A difficult year

The Shanker Institute has a very comprehensive look at the year in corporate education reform research. It covers 3 basic areas

  • Charter schools
  • Performance pay
  • Value-added in evaluations

All topics we have covered in some length at JTF. You can view a lot of the research we have brought forward at our document center at SCRIBD.

If 2010 was the year of the bombshell in research in the three “major areas” of market-based education reform – charter schools, performance pay, and value-added in evaluations – then 2011 was the year of the slow, sustained march.

Last year, the landmark Race to the Top program was accompanied by a set of extremely consequential research reports, ranging from the policy-related importance of the first experimental study of teacher-level performance pay (the POINT program in Nashville) and the preliminary report of the $45 million Measures of Effective Teaching project, to the political controversy of the Los Angeles Times’ release of teachers’ scores from their commissioned analysis of Los Angeles testing data.

In 2011, on the other hand, as new schools opened and states and districts went about the hard work of designing and implementing new evaluations compensation systems, the research almost seemed to adapt to the situation. There were few (if any) “milestones,” but rather a steady flow of papers and reports focused on the finer-grained details of actual policy.*

Nevertheless, a review of this year’s research shows that one thing remained constant: Despite all the lofty rhetoric, what we don’t know about these interventions outweighs what we do know by an order of magnitude.

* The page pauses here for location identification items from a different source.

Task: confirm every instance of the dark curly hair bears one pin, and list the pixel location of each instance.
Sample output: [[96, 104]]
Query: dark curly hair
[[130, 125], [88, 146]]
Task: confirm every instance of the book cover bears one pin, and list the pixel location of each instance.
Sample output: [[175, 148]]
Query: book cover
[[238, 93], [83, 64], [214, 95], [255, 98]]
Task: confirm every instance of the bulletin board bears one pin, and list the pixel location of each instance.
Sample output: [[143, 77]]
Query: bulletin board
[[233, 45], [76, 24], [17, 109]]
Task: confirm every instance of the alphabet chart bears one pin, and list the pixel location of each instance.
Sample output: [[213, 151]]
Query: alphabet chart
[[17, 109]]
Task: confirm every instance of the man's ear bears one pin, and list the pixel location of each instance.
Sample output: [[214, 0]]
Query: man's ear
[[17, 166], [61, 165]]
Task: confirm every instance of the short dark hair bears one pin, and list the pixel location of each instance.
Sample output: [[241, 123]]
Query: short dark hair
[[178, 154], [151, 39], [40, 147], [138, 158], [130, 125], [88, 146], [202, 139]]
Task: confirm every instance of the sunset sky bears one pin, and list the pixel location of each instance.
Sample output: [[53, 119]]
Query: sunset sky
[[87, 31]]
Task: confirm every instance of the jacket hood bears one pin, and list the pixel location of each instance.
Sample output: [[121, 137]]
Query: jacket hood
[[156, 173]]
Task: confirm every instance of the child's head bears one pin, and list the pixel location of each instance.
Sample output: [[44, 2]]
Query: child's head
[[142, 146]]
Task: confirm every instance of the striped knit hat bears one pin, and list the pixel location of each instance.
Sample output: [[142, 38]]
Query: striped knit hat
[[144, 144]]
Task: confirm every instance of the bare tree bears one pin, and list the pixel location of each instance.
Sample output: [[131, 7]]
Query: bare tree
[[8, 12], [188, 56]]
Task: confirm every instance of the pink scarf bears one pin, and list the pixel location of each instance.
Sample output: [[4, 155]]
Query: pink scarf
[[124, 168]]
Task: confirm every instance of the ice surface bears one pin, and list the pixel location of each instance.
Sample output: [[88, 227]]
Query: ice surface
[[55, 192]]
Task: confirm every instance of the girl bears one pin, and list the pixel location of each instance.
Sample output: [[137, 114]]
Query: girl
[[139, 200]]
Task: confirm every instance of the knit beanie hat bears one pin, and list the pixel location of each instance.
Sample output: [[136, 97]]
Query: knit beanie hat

Alas, the piece concludes with much the same problem we have been documenting all year long, the headlong, unreasoned, non collaborative rush to implement corporate education reform policies whose impacts at best are unknown and at worst are highly damaging to student achievement and the public education system

Overall, then, it was a productive research year in the three areas discussed above, and it might have been even more productive but for the fact that, in too many cases, the policy decisions this work could have guided had already been made.

It has been a difficult year for those seeking to defend public education from the plethora of corporate reform policies, and next year is bound to see the continuation of this struggle. But once where there were few voices opposing these damaging policies of privatization, there are now many more.

The corporate education reformers are going to have to work a lot harder and be more accountable than they have ever have.